March 2018 Columns: Advocating for DACA recipients’ integration, improvement of book-to-movie adaptations


The March 5 deadline for action has passed. In September, Donald Trump ended the Deferred Action for Childhood Arrivals (DACA) with a six-month gap time in order to come up with new legislation to deal with those who immigrated as young children and have lived in America for most of their lives.

Even with the California judge reversing Trump’s action (of canceling the program without a replacement), those who are affected by DACA are still unsure if they will end up in a country they have little to no memory of.

March 5 was supposed to tell them what would happen, but the deadline for Congress passed without action.

Those affected by DACA have grown up in American school systems, gone to college or work in America, paid their taxes, and chased the American dream just like citizens. Only, there is no path to citizenship for these people who know no other country but the one denying them this certainty.

Over 75 percent of DACA recipients are employed, so deporting them would come at a major cost to the U.S.

This seems to directly conflict with American ideals of opportunity. How can the government not tell people what country they will be living in even as they have lived and grown as Americans?

They are in limbo as Congressmen decide their fates based on numbers, budgeting, and political agendas.

DACA deals with human rights, and right now Congress is saying that these people’s fate is reduced to negotiations and budgets.

There must be a bipartisan resolution to have a more lenient immigration policy and an easier path to citizenship.

Americans must call out the government for pursuing actions that do not align with the purpose of American freedom. It is the people who continue marching, protesting, and writing to argue that DACA recipients are Americans like everyone else.


The old saying, “the movie is not as good as the book” used to not faze me. I always thought that the people who said this were just upset because most of teenagers’ time is spent on their phones or watching television.

But recently, I have seen a lot of book to movie adaptations and have come to the realization that those people whose words went in one ear and out the other may actually be right.

When I was younger, “Matilda” and “Harriet The Spy” were two of my favorite movies. They are coincidentally both books, but I did not care. I just enjoyed watching Matilda pour Cheerios with her eyes, and Harriet sneaking around.

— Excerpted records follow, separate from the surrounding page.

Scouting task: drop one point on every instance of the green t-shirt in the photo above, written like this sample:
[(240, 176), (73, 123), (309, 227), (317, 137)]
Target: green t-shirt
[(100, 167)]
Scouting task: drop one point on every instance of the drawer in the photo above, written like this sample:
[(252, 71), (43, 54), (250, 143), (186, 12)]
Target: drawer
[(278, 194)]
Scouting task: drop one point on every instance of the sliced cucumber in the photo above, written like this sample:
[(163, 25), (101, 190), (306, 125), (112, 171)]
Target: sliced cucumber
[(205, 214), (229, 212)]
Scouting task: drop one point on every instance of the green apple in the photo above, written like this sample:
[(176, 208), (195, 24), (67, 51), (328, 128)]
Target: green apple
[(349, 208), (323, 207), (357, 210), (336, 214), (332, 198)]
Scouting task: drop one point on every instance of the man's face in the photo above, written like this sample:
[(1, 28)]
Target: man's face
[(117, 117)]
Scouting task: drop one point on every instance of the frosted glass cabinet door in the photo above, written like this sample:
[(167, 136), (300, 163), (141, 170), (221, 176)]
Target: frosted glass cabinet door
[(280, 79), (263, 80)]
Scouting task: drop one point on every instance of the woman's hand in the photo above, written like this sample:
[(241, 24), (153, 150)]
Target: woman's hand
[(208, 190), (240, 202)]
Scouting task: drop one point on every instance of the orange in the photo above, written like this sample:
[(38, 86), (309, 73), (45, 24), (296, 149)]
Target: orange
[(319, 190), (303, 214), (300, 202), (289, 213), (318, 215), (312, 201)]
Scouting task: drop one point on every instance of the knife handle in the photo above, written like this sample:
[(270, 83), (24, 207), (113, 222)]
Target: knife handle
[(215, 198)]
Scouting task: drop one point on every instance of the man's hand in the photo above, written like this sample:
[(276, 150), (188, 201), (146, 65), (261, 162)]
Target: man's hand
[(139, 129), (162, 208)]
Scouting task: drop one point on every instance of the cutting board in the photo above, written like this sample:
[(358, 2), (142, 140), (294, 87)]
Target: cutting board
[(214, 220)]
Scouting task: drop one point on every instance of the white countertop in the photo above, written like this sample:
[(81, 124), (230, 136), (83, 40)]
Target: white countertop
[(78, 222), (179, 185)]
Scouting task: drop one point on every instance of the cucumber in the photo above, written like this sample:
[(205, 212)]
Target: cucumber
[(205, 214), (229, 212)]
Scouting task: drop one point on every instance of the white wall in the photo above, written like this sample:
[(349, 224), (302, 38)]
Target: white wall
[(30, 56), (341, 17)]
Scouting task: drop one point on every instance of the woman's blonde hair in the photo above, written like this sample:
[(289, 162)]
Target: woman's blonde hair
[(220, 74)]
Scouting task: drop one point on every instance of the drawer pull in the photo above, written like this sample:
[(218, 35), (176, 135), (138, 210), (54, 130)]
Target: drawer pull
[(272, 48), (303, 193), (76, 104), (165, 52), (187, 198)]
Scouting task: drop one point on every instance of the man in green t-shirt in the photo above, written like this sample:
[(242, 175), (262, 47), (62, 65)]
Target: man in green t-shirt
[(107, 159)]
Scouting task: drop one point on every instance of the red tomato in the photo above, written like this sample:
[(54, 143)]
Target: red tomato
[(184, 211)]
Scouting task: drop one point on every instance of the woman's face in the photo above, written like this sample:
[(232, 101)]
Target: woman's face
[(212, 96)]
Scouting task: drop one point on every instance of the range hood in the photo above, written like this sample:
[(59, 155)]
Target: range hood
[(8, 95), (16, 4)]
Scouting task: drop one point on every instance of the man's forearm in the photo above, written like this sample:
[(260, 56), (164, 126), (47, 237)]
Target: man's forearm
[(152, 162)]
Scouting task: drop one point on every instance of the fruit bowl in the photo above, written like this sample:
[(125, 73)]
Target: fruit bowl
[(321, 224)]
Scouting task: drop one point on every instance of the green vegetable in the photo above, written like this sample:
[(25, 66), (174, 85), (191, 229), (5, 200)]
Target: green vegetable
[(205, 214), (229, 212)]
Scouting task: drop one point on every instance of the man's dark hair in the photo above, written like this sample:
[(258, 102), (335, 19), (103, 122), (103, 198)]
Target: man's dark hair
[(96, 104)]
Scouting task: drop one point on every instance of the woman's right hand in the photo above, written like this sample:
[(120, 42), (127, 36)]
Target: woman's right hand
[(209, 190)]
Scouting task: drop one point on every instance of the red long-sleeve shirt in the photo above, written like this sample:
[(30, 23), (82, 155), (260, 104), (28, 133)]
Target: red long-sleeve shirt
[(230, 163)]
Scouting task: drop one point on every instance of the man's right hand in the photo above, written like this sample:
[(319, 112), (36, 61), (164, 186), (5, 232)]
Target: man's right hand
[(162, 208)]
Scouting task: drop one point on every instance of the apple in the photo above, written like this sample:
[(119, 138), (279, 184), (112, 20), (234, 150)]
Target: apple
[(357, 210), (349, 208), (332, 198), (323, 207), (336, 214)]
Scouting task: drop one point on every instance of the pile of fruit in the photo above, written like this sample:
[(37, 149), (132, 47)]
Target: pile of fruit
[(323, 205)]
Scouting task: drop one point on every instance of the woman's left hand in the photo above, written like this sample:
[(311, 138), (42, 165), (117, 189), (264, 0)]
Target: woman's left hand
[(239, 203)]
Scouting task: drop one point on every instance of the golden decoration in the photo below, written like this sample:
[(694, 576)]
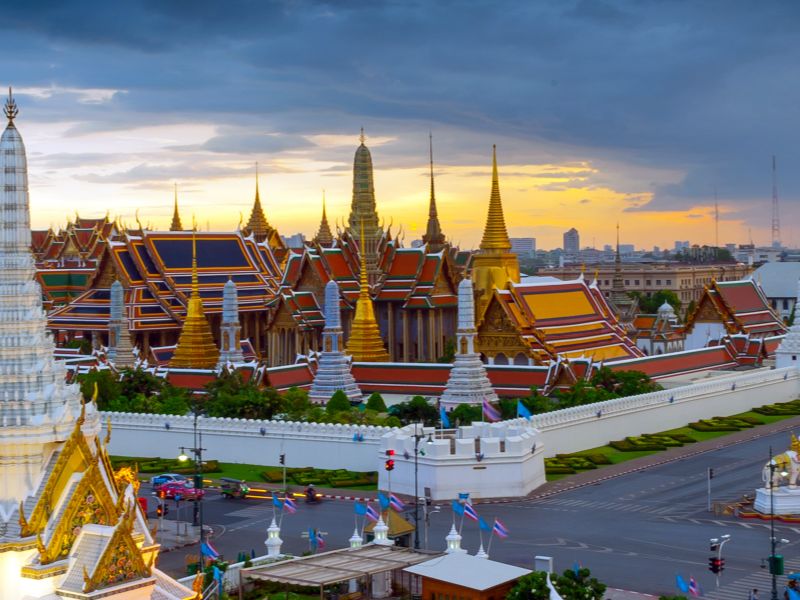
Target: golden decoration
[(196, 348), (365, 343)]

Since I was young, I do not recall actually reading the books, but I can almost tell you I would not have enjoyed them because I had already seen the movie, and in my mind I thought the movie was always better than the book.

Times have changed. I just read “The Great Gatsby” in English class. We then proceeded to watch the movie as we read.

To be quite honest, (nothing against Mr. Benjamin Vore–he is one of my favorite teachers) the movie did not live up to my expectations, therefore making me not as satisfied with my “Great Gatsby” experience. It shows that sometimes the book is all you need.

On the other hand, consider “The Hunger Games.” In my opinion, the book and the movie are just equally as good, unlike “Divergent” where once again, the movie ruined my experience and made me not want to continue on with the sequel.

It is upsetting that after I read a book I really enjoy, I watch the movie and I no longer have any respect for the story line and the book.

I hope that future book to movie adaptations can continue to improve.